Derimizin güneş ışını alması da çok önemli. Bu asla Güneş altında bütün gün kavrulmak anlamına gelmiyor. İnsan esmerleştikçe derinin , D vit ön madde sentezleme yeteneği de azalıyor.
Sağlık politikası olarak, hükümete düşen önemli görevler var. Unutmayalım ki sağlıksız anneden sağlıklı bebek doğmaz. Mümkün olan her besin D vitamini açısından zenginleştirilmelidir. Bunun ön çalışmalarını yapmak ve etkinliğini ölçmek sağlık Bakanlığının görevidir. Sütleri ve süt ürünlerini tüketilebilir hale getirmek hükümetin görevidir. Unutmayalım şimdinin sağlıksız bebeği 20 yıl sonra hepimize çok pahalıya mal oluyor.
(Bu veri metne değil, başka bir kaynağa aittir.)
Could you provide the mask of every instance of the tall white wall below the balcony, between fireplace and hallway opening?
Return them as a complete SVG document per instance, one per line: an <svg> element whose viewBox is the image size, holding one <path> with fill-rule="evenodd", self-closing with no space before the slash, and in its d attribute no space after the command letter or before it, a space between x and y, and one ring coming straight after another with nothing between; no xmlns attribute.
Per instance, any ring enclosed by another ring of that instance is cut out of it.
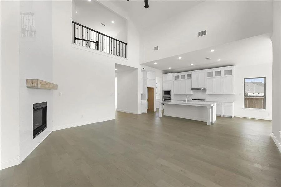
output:
<svg viewBox="0 0 281 187"><path fill-rule="evenodd" d="M71 44L71 1L53 2L53 79L59 87L54 92L53 130L115 118L118 59Z"/></svg>

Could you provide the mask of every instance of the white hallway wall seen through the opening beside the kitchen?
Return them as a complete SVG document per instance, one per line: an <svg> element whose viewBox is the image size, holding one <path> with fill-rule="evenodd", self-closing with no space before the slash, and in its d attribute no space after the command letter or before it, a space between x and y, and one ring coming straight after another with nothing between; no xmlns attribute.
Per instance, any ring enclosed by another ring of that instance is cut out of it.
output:
<svg viewBox="0 0 281 187"><path fill-rule="evenodd" d="M138 69L117 73L117 111L138 114Z"/></svg>

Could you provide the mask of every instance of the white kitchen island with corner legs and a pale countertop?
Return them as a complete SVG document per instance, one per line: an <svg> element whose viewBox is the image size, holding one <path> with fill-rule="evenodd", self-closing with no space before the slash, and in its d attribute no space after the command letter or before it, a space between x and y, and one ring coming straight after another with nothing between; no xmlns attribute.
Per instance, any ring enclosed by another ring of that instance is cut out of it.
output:
<svg viewBox="0 0 281 187"><path fill-rule="evenodd" d="M161 101L159 117L162 117L162 104L165 105L164 115L207 122L211 125L216 121L216 102L207 101Z"/></svg>

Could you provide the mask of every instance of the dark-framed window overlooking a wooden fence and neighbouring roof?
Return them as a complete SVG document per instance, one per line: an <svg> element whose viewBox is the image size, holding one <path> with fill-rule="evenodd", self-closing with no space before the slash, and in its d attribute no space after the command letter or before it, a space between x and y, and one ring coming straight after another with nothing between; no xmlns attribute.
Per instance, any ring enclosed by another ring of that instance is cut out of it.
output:
<svg viewBox="0 0 281 187"><path fill-rule="evenodd" d="M265 109L265 77L244 79L244 108Z"/></svg>

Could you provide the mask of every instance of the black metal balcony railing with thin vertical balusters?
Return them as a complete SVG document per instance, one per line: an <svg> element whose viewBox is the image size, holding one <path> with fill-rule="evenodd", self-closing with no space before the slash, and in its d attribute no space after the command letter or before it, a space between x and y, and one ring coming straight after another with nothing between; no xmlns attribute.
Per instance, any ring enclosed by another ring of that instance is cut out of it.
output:
<svg viewBox="0 0 281 187"><path fill-rule="evenodd" d="M127 58L127 43L72 21L72 42L91 49Z"/></svg>

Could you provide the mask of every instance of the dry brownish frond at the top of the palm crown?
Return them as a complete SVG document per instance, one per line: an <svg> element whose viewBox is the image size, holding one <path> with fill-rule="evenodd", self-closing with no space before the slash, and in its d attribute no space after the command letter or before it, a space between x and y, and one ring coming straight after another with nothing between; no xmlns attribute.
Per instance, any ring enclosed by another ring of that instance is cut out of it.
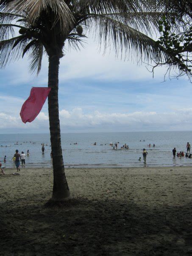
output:
<svg viewBox="0 0 192 256"><path fill-rule="evenodd" d="M58 20L61 24L61 30L68 29L74 21L72 12L64 0L13 0L4 7L3 11L26 14L30 24L39 19L43 11L47 14L52 11L56 15L55 21Z"/></svg>

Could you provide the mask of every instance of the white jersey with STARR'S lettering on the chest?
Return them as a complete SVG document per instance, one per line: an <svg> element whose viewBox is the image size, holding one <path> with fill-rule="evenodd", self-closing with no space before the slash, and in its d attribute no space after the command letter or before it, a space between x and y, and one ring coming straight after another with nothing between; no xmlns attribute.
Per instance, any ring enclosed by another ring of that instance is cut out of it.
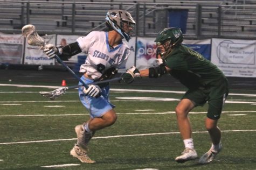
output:
<svg viewBox="0 0 256 170"><path fill-rule="evenodd" d="M79 72L86 73L94 80L110 67L124 68L130 49L122 42L114 49L108 44L108 32L92 31L86 37L79 37L77 42L82 52L87 53L85 63L81 65Z"/></svg>

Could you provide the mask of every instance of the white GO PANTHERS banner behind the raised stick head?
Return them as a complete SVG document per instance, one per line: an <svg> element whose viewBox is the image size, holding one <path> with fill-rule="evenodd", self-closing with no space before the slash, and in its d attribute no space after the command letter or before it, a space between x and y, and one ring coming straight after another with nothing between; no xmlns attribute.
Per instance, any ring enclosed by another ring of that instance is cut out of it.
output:
<svg viewBox="0 0 256 170"><path fill-rule="evenodd" d="M46 44L55 44L56 35L42 36ZM55 59L48 59L43 50L38 46L31 46L25 43L24 64L26 65L54 65Z"/></svg>

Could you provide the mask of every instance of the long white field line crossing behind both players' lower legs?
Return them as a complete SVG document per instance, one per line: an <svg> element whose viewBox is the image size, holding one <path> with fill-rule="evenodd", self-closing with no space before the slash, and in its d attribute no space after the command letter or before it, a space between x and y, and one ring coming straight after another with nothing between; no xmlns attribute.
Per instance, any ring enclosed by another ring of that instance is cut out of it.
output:
<svg viewBox="0 0 256 170"><path fill-rule="evenodd" d="M256 130L222 130L222 132L254 132ZM192 133L208 133L208 131L197 131ZM105 139L105 138L122 138L122 137L136 137L136 136L153 136L161 134L179 134L179 132L164 132L164 133L142 133L142 134L127 134L127 135L117 135L117 136L105 136L105 137L93 137L92 139ZM28 143L44 143L51 141L68 141L77 140L77 138L71 139L51 139L51 140L33 140L33 141L17 141L9 143L0 143L0 145L11 145L11 144L28 144Z"/></svg>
Sağlık bakanlığına düşen bir görev de zor olmakla beraber D vit ölçümlerini yaygınlaştırmak, denetlemek, sübvansiyon sağlayarak ucuzlatmaya çalışmaktır. Tam kan gibi, Tiroid fonksiyon testleri gibi, D vitamini ölçümü de standart tetkikler grubuna sokulmalıdır
Dikkat:
Hiperkalsemisi olanlar, Karaciğer, Böbrek, kemik iliği rahatsızlıkları olanlar, sarkoidoz hastalığı olanlar Yüksek doz D vitamini almamalıdırlar. Bunun için hekime danışmak gerekir. Gene gebelik ve emzirme dönemi sırasında D vitamini ihtiyacının arttığını söylemiştik. Ama çok yüksek doz D vitamini toleransının azaldığını hatırlatmamız gerekir. Hipervitaminoz bebekte dudak damak yarığına neden olabilir. Gene sürekli Böbrek taşı düşürenler ek kalsiyum + yüksek doz D vitamini almaktan kaçınmalıdırlar. Böyle bir gereksinim varsa hekim kontrolu gerekir.
Son sayılan durumlar nadir durumlardır. Geniş halk kitleleri için konuşursak hemen herkes ek D vitamini almalıdır. Özellikle kışın doz artmalıdır. Yazın güneş ışınlarından makul bir şekilde yararlanmak önemlidir.